9. The method as recited in claim 1, further comprising:

and sending the first quality information of the at least one UE to the first network node to the second network node.

10. A method for beam switching performed by a UE, comprising:

Transmitting first quality information corresponding to a first wave beam in a first time period to a first network node; the first network node obtains first quality information corresponding to a plurality of beams in the first time period, and determines a beam switching threshold corresponding to the UE based on the first quality information corresponding to the plurality of beams and average channel quality corresponding to the plurality of beams in at least one second time period;

11. A beam switching device for a first network node, comprising a memory, a transceiver, and a processor:

a memory for storing a computer program; a transceiver for transceiving data under control of the processor; a processor for reading the computer program in the memory and performing the following operations:

12. A beam switching device, applied to a UE, comprising a memory, a transceiver, and a processor:

13. A beam switching apparatus for use in a first network node, comprising:

the first processing unit is configured to obtain first quality information corresponding to a plurality of first beams in a first period, where the first quality information corresponding to the plurality of first beams includes first quality information sent by at least one user equipment UE to the first network node;

a second processing unit, configured to determine first average channel qualities corresponding to the plurality of first beams based on first quality information corresponding to the plurality of first beams, respectively;

a third processing unit, configured to determine a first state vector based on first average channel qualities corresponding to the plurality of first beams and second average channel qualities corresponding to the plurality of second beams in at least one second time period; the at least one second time period precedes the first time period;

and the fourth processing unit is used for determining a beam switching threshold corresponding to the at least one UE based on the first state vector.

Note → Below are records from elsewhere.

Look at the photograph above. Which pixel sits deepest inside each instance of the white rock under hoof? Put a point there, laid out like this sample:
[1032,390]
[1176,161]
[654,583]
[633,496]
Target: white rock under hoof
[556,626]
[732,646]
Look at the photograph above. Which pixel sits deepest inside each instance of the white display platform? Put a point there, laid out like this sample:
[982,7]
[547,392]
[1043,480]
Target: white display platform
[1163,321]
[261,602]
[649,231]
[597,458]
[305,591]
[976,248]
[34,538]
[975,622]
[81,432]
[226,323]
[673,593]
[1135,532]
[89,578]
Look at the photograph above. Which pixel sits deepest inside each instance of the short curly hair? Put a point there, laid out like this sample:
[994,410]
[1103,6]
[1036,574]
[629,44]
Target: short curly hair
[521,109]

14. A beam switching apparatus for use in a UE, comprising:

a fifth processing unit, configured to send first quality information corresponding to a first beam in a first period of time to a first network node; the first network node obtains first quality information corresponding to a plurality of beams in the first time period, and determines a beam switching threshold corresponding to the UE based on the first quality information corresponding to the plurality of beams and average channel quality corresponding to the plurality of beams in at least one second time period;

And a sixth processing unit, configured to receive a beam switching threshold corresponding to the UE sent by the first network node, and perform beam switching based on the beam switching threshold.

15. A processor-readable storage medium, characterized in that the processor-readable storage medium stores a computer program for causing the processor to perform the method of any one of claims 1 to 10.